The United States is “even more divided than it was in 2016,” said Peter Atwater, founder of Financial Insyghts and a professor at the College of William & Mary. “The conditions are ripe for outrage.”
The U.S. economy still depends heavily on consumer spending. That’s already heavily depressed because of the coronavirus, but protests and, especially, rioting would probably dampen it even further.
The biggest problem for the economy for months now has been the deadly coronavirus. It remains far from under control, and Americans are staying home and spending only a fraction of what they used to in the pre-covid era. Until that changes, the service sector will remain anemic and the recovery is likely to stall, said Constance Hunter, chief economist at KPMG.
“Until we get a handle on the virus, the economy will remain in a world of hurt,” Hunter said.
Hunter points out that spending on services typically makes up more than 45 percent of economic growth. But in the third quarter — when the United States saw a big rebound — spending on services like restaurants, travel and entertainment remained sluggish, at below 43 percent of economic growth. That might not sound like a big difference, but it amounted to over $500 billion less flowing through the economy in the third quarter of 2020 versus the same period last year.
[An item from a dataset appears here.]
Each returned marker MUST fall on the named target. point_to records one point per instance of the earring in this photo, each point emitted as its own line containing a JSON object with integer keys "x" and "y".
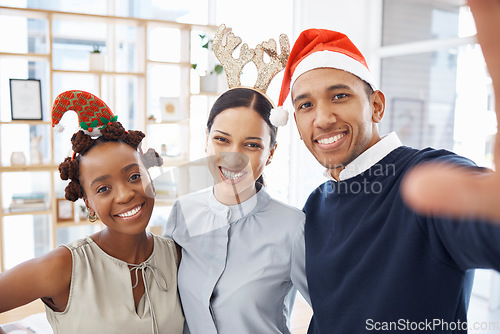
{"x": 93, "y": 218}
There’s hope that if the virus gets under control, there will be a flood of spending again, but businesses have to survive until that point. Small businesses, in particular, are on edge. It’s unclear if that rebound will happen summer 2021 or much later than that.
What’s shaping up for the economy and markets was perhaps best summarized by JPMorgan in a note Wednesday morning: It’s “unclear on the next President but fairly clear that he’ll face Congressional resistance on anything transformational, whether on the budgetary or regulatory front.”
The gridlock might be good for markets and investors. But a lot of pain remains for small business owners and the unemployed. For them, much is still highly uncertain.